Immunotherapy has, in the past, been considered of little value for atopic eczema: indeed, some research suggested that it could even make the eczema worse for certain patients. This may be explained by the fact that the immune reactions underlying atopic eczema are much more complex and varied than those of allergic conditions such as hayfever. In addition, a less robust skin structure is at least half the story for many atopic eczema patients.
More recently, researchers in Italy and Germany have suggested that immunotherapy against house dust mite could be useful in cases where someone with atopic eczema is highly sensitive to this allergen. The jury is still out on this. Even if it proves to be the case, it is very unlikely that immunotherapy for atopic eczema would become available in Britain in the forseeable future.
There is a type of food allergy that goes with hayfever and whose symptoms are relatively mild: usually just tingling and itching in the mouth. It is due to a cross-reaction between an allergen in the pollen and a very similar allergen in the food. The food most commonly responsible is fresh apple, but other fresh fruits may also be involved. This type of allergy can - for some sufferers - diminish markedly following immunotherapy for hayfever (that is, immunotherapy for the pollen, not for the food itself). Note, however, that an improvement isn’t guaranteed, and some people find that their reaction to fruit gets worse following immunotherapy.
The pollen usually involved in these responses is birch, not grass. There is no simple immunotherapy regime for birch pollen that a GP could prescribe and administer, unlike the situation with grass pollen allergy, so you would need a referral to an allergist.
Better known is the more dangerous type of food allergy, which can result in body-wide symptoms, collapse due to anaphylaxis, and even death. Children with this kind of allergy to egg or milk have long been the focus of efforts by Italian doctors to induce desensitisation, using gradually increasing doses of the food. These doses, beginning with a miniscule amount, are given by mouth and swallowed. Promising results have been obtained by such methods but this treatment isn’t yet available in Britain.
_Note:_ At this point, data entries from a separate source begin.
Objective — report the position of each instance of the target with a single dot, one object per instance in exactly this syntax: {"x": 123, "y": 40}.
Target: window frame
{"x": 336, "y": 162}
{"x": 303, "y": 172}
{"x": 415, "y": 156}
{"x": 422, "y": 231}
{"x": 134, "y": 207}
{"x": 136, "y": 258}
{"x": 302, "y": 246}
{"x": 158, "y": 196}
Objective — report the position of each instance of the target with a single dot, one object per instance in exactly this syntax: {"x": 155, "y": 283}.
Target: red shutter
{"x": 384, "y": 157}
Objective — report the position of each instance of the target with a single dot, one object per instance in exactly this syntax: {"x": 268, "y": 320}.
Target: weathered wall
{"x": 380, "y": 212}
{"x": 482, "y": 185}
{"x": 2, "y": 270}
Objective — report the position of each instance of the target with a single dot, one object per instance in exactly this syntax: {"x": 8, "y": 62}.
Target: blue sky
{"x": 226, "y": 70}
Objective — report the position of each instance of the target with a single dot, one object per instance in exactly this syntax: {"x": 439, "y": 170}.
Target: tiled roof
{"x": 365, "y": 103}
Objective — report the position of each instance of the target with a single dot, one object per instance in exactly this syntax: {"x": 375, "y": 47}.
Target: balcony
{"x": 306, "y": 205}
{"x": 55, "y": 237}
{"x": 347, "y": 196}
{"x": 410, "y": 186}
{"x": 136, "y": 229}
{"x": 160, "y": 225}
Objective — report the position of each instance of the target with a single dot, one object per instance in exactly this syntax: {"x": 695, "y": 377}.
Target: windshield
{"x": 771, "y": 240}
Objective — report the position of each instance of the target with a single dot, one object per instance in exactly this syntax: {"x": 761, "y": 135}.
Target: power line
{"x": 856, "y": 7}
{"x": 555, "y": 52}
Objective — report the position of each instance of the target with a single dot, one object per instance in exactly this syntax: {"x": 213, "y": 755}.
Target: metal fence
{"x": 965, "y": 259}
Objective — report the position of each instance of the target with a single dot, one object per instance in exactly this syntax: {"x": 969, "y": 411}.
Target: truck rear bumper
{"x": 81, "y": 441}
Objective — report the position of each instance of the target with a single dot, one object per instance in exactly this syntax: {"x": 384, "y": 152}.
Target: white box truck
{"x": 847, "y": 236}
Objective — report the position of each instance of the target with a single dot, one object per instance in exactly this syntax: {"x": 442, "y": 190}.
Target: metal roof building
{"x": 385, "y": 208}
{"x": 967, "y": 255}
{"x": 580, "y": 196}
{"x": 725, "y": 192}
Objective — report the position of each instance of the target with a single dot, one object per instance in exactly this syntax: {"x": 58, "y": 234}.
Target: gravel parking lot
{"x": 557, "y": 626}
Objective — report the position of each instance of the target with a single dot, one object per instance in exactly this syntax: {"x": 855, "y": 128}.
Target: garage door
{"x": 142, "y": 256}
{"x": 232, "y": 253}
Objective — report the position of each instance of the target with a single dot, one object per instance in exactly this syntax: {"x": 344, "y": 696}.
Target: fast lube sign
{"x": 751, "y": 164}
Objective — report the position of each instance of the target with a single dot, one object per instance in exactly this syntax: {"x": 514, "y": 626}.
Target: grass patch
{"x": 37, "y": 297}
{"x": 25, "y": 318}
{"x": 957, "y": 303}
More recently, Dr Andrew Clark of Addenbrooke’s Hospital in Cambridge, experimented with such a desensitisation programme for teenagers with peanut allergy. He has achieved notable success and, through his extremely careful approach, no life-threatening reactions. The treatment doesn’t allow patients to eat freely, but it does protect them from having severe and potentially fatal responses to slight traces of peanut. This allows them to live more normal lives. Once the programme is complete, he has found that, in order to maintain the desensitised state, it is necessary for patients to continue eating a few peanuts every day.
Larger scale trials are in progress, and it is worth asking your doctor if you can be referred to Addenbrooke’s Hospital to take part in such a trial. Dr Clark believes that this will, one day, be a standard treatment for peanut allergy, but says "Realistically, it will some time before it is available anywhere other than Cambridge."
In conclusion, immunotherapy is a useful but expensive treatment. It isn’t a miracle cure, except for a few lucky individuals, but it can make symptoms a great deal less troublesome and be life-changing for those with severe allergy. If you feel that you or your child might benefit from immunotherapy, ask your GP, or ask your allergist (if you are seeing one) - and be prepared to keep on asking!